No good option


The war in Syria continues to boil, and American politicians continue to fulminate. But people on Capitol Hill and in the media who say President Obama must “do something” cannot clearly say what that something is.

Sen. John McCain (R., Ariz.) said: “We need to have a game-changing action, and that is: No American boots on the ground, establish a safe zone and protect it, and supply weapons to the right people in Syria, who are fighting, obviously, for the things we believe.”

It doesn’t take a professor of logic to see the massive holes in this statement. How do we establish a safe zone and defend it with no boots on the ground? What exactly would we be defending, to what end, and for how long?

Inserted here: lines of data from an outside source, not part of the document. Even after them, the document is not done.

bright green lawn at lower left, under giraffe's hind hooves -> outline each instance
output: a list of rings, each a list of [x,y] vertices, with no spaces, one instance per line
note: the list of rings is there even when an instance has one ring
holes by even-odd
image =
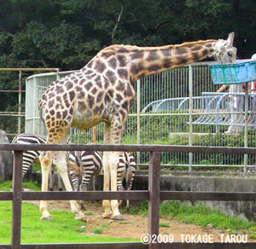
[[[11,237],[10,201],[0,201],[0,243],[9,244]],[[90,231],[82,229],[85,223],[74,219],[70,211],[51,211],[52,221],[40,220],[38,206],[22,203],[21,243],[96,243],[122,242],[131,239],[98,237],[87,235]],[[102,229],[101,229],[102,230]],[[103,230],[102,230],[103,232]]]

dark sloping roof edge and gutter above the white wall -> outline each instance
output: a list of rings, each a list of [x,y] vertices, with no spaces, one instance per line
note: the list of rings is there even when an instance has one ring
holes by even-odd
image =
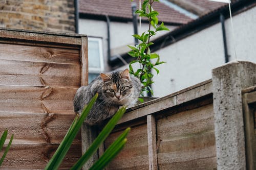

How do we keep this defensive action from widening into larger military involvement? How do we determine who are the “right people” to arm? And what if we are wrong?

Some experts say there are no right people fighting “for the things we believe” in Syria. It is possible, some would say likely, that many of the rebels are no more humane and democratic than the tyrant they are fighting against.

There are times when the civilized world must intervene, based on humanitarian considerations. But it must be the whole civilized would, and there must be a mechanism that represents an entity larger than one nation, however well meaning or powerful that nation might be — a mechanism such as NATO or the United Nations.

The intervention must have a clear goal. There must be a pathway to success. And there must be an exit strategy.

None of this now exists in Syria. No amount of hyperventilation by members of Congress or the media will produce what is lacking: a reasonable option for the United States — a policy that will save more lives than it takes.

President Obama is not being indecisive, but wise. He is slow on the trigger because he knows there are no good options. As commander in chief, he is responsible for every soldier who might die in Syria. How does he look the spouse or parent of such a soldier in the eye? What does he say the soldier died for?

Mr. Obama must be able to say: This is the way we plan to make life better in Syria. This is our cause. Until we have such a way and a cause, the President should continue to resist the war cries.